We have a server 2003 R2 machine, which primarily is running as our NetBackup Master server.
In addition to this we have a second machine which is/was setup as in a cluster using Veritas Storage Foundations VVR to replicate the data and VCS to handle the application side of things.
About three weeks ago we noticed that the disk write performance was very bad. Using a tool provided by NetBackup to write zero's to the file systems, we noted that it would start off fast, and then performance would drop significantly to the point where it was writing about 0Mb/s or 1Mb/s. This is present on both SAN volumes and local volumes. The same write profile is observed.
We also see disk queue lengths go up to 130, but no higher than this
This is the case on both of the servers running VCS/VSF, but is not present on any other servers running NBU but not running the storage foundation software.
There is no VxCache memory config enabled on the server or any disks.
All the disks are reporting as being misaligned.
Some time ago VVR was disabled/broken and has not been reinstated as we do not have Symantec support on the product, and noone here knows how to use it.
So I am reaching out to anyone who may be able to point me in the right direction.
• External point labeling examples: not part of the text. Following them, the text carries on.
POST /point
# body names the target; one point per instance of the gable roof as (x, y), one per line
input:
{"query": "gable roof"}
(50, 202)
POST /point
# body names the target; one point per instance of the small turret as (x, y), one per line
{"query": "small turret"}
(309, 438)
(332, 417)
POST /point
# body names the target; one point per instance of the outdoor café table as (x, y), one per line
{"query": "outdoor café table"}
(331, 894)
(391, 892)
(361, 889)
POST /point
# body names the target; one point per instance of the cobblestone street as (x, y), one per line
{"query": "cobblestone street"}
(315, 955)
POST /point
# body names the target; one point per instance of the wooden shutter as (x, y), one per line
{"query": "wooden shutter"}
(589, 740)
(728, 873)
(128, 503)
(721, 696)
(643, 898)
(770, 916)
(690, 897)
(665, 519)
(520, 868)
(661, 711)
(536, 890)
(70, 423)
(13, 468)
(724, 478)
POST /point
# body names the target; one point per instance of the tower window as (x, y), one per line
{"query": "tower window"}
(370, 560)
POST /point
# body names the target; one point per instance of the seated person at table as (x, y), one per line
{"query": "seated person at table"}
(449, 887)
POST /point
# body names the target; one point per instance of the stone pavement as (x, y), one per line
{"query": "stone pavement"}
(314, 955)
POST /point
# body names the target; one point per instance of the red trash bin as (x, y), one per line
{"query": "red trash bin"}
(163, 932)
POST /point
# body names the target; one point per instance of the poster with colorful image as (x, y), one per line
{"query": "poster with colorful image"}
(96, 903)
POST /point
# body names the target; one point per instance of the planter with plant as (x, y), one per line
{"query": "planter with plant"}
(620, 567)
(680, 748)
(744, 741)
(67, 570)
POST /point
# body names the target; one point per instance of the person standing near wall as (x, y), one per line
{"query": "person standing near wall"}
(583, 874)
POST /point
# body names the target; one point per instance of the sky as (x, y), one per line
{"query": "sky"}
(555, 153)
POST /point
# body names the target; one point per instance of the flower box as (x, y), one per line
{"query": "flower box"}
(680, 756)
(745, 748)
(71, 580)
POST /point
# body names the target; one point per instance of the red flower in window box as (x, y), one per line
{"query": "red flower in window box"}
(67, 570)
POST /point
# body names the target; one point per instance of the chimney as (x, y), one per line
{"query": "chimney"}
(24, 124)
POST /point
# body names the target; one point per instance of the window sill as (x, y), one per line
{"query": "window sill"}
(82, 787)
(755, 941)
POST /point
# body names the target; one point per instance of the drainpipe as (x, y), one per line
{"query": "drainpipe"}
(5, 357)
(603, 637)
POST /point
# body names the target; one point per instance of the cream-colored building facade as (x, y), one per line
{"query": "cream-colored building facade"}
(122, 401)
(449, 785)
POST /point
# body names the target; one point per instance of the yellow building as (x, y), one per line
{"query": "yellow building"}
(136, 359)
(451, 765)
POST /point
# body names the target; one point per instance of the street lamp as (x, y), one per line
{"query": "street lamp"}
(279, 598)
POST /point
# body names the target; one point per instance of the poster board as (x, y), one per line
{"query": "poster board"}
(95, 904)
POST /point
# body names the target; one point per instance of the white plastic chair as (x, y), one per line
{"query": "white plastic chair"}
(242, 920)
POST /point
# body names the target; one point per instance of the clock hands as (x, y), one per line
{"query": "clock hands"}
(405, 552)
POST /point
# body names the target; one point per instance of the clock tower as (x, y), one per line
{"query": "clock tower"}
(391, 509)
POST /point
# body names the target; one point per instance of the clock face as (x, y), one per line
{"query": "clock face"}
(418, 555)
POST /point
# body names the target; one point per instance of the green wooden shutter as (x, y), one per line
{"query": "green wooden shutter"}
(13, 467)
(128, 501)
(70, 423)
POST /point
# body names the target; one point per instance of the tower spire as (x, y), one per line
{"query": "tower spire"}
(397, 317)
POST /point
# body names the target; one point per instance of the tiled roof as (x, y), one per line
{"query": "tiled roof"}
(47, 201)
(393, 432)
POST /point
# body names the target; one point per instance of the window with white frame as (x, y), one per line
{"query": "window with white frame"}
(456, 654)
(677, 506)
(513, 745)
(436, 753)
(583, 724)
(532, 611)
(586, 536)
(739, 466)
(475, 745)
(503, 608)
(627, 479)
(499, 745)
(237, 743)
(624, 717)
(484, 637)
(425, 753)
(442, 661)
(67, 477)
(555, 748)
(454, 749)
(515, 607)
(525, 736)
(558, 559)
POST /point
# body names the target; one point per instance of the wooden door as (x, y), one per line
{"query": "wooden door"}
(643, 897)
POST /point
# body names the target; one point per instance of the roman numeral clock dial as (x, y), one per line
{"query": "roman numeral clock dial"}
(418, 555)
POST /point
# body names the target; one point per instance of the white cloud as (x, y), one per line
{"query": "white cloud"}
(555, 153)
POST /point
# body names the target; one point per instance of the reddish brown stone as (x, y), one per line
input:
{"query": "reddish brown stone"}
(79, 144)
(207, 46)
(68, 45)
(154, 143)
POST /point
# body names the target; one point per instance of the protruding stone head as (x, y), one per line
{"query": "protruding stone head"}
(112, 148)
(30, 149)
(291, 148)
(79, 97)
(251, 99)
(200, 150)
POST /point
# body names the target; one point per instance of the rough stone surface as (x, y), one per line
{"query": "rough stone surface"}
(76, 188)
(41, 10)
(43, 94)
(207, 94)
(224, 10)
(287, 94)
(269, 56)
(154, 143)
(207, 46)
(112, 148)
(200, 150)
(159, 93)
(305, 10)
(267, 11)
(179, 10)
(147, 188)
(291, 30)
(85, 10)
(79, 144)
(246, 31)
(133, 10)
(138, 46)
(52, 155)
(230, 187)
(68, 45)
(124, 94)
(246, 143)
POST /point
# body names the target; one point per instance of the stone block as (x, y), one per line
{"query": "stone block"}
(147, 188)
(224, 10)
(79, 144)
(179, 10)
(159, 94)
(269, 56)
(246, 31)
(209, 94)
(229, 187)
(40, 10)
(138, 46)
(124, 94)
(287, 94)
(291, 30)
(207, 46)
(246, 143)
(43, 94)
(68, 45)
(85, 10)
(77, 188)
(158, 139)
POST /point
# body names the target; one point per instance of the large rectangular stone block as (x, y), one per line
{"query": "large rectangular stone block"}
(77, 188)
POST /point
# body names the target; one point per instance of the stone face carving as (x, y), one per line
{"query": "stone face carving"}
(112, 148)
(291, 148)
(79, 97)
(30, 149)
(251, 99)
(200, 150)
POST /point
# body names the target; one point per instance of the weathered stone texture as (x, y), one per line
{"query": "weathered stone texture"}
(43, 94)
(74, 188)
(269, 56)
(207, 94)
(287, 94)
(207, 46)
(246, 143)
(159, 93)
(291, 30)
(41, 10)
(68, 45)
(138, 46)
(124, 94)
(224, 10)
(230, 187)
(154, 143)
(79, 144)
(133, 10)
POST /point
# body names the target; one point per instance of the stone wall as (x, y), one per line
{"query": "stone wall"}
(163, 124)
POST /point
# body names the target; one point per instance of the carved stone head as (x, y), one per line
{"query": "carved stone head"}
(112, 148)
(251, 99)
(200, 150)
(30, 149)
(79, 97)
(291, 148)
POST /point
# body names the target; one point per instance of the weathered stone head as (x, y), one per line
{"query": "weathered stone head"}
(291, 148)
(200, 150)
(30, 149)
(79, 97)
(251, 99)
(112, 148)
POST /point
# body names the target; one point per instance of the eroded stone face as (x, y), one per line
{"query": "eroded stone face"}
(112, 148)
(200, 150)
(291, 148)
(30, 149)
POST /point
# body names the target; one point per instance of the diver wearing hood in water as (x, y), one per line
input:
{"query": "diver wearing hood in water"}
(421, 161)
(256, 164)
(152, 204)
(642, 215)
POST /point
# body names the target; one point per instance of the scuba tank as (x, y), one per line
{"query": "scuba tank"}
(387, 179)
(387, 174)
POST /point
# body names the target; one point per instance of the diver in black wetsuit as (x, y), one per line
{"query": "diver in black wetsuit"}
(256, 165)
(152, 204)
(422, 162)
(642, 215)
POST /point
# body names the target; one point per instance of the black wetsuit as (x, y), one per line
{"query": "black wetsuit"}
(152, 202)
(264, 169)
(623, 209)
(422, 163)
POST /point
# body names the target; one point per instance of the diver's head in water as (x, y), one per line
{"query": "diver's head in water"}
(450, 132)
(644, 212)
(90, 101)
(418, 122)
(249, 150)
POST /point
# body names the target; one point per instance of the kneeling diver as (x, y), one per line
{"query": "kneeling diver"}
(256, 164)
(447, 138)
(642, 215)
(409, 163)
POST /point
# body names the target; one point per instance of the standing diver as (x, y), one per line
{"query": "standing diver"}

I have read the admin guide and it has given me a bit more understanding of the components in the software, but has not provided much in the way of troubleshooting this write performance problem.
Today I will run IOMeter to test reads/writes and a combination of both.
VSC/VSF version is 5.1 SP1
When it comes to performance related items, typically the issue comes from somewhere further down the disk storage stack as Storage Foundation does not control or manage I/O.
You mentioned that this began 3 weeks ago. Did anything change before then on the servers or the environments? Any patches or updates?
Also, you mentioned that the disks are reporting as "misaligned". I am not familiar with this term. Exactly what is reporting this?
Also, you mentioned that VVR is disabled/broken. Can you be a little more specific? What state is replication in? In VEA > Replication Network, what do you see? Make sure and connect to both servers within VEA when checking this.
Once it is Windows, have you checked for the fragmentation?
It should be good to put VVR up again and switch the NBU to the other to check if the problem still stands, this can be used to validate if the perfom issue is or not within SF stack.
Thanks to you both for your replies.
The disk is not fragmented, we were testing this out with a brand new SAN attached disk to the server with no data on it. We thought originally it might be the tier of disk we were using, however we presented a tier1 disk (7+1 raid5 on 15k SAS) and it experienced the same performance profile.
Misaligned file systems are when the starting offset of the filesystem is not a multiple of 8 (most arrays have 32k blocks) so starting offsets of 32.5 means a single filesystem block will pass this boundary and result in two blocks being written for every single file system block. (causing a 100% write overhead)
We checked this on the other NBU server (at the other end of the VVR) by connecting a new disk to it and running the same test - it yeilded the same results. We then performed the same test on a server without SF and it performed very well - without the same write profile!
Supposedly 'three weeks ago' a failover test between the VVR nodes was performed (but failed) and we think this is when the performance issues started. I did not perform the test, and so what was done exactly is not known.